Morality and Politics makes a strong case that capitalism is the most moral political system because it takes into account two essential subjects: human self-interest and inherent rights. With a rigorously rational approach that makes extensive reference to America’s history and founding documents, Sidhu’s nonfiction debut is a persuasive proposal for harmonizing the title’s two sticky subjects. Even those who fundamentally disagree with the author’s conservative ideology should find plenty to ponder here.
Sidhu begins by refuting what is generally assumed to be a moral dilemma: capitalism is predicated on self-interest, whereas goodness is motivated by self-sacrifice. He maintains that, as beneficial as compassion is to society, the government cannot enforce self-sacrifice. Socialist redistribution of wealth, requiring citizens to relinquish hard-earned property for others’ benefit, is, he concludes, little more than “theft, Robin-Hood-style.”
Inspired by the Objectivist philosophy propounded by Ayn Rand, this book praises capitalism as the apogee of human achievement. The author discounts religion for its fundamental irrationality and incompatibility with capitalism and instead prioritizes some strong examples of capitalism’s place throughout American history. The Declaration of Independence charges the government with protecting individuals’ rights. Property rights are preeminent here; civil rights only form a subset in this book’s argument. Sidhu contends that group rights do not exist, because groups are just sets of individuals; moreover, talk of group rights creates the factionalism that fuels civil wars.
Throughout, Sidhu illuminates controversial issues with his clear, methodical prose. His arguments reflect both systematic thought and rhetorical skill. Even when his assertions seem hyperbolic (as when he declares money “man’s most moral invention”), it is difficult to find flaws with the logical steps that lead to such conclusions. In just ninety pages, the author covers a lot of intellectual ground. However, the book’s reasoning works best in the abstract, or as applied to historical events, but can seem less relevant when turned to practical affairs.
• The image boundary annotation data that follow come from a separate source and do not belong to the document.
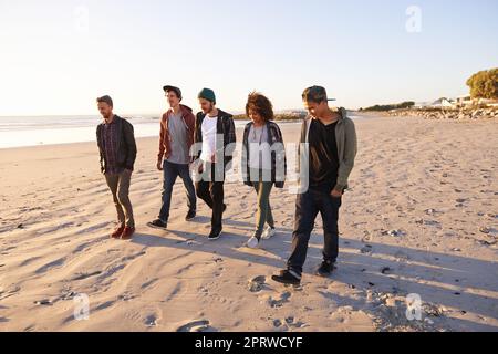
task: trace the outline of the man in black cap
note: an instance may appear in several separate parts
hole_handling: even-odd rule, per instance
[[[339,209],[357,150],[354,123],[344,108],[331,110],[325,88],[309,87],[302,94],[309,112],[301,129],[300,177],[308,188],[300,190],[295,202],[292,252],[287,269],[272,277],[284,284],[300,284],[308,243],[320,212],[323,220],[323,262],[318,274],[329,277],[339,254]]]
[[[196,217],[196,191],[190,177],[190,148],[194,145],[195,117],[191,108],[180,104],[181,91],[175,86],[164,86],[170,108],[160,119],[159,154],[157,169],[164,171],[163,198],[159,217],[148,226],[166,229],[173,186],[178,177],[184,181],[188,198],[187,221]]]
[[[225,173],[229,168],[236,148],[234,117],[216,107],[215,92],[200,91],[199,104],[203,112],[197,113],[195,142],[198,149],[196,183],[197,196],[211,209],[211,232],[209,240],[216,240],[222,231]]]

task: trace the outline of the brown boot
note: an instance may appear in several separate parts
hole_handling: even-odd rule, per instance
[[[114,230],[113,233],[111,233],[111,237],[112,237],[113,239],[118,239],[118,238],[121,238],[121,236],[123,235],[124,229],[125,229],[124,226],[118,227],[117,229]]]
[[[132,237],[133,237],[133,233],[135,233],[135,228],[128,228],[128,227],[126,227],[126,228],[123,230],[123,233],[121,235],[121,239],[122,239],[122,240],[131,240]]]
For instance, contempt for Obamacare is evident, though no viable alternatives are offered. Criticism of the president’s tactics comes in inflammatory rather than explanatory language—with terms like “callous disregard for the Constitution,” “no qualms about cheating,” and “telling the truth…for a change”—but lacks supporting evidence. A dense chapter on the history of slavery in America seems apposite only for providing an excuse to discuss the role of race in Obama’s election. There is a lack of cultural sensitivity in a statement like, “It doesn’t take a genius to infer that blacks voted for [Obama] because he is perceived by them as one of their own.”
The final section on current events appears strangely out-of-date in discussing the “upcoming” 2012 election. Although this book may be best suited to the tastes of Tea Party conservatives, it is a thought-provoking and largely convincing antisocialist tract that those from all sides of the political spectrum would benefit from reading.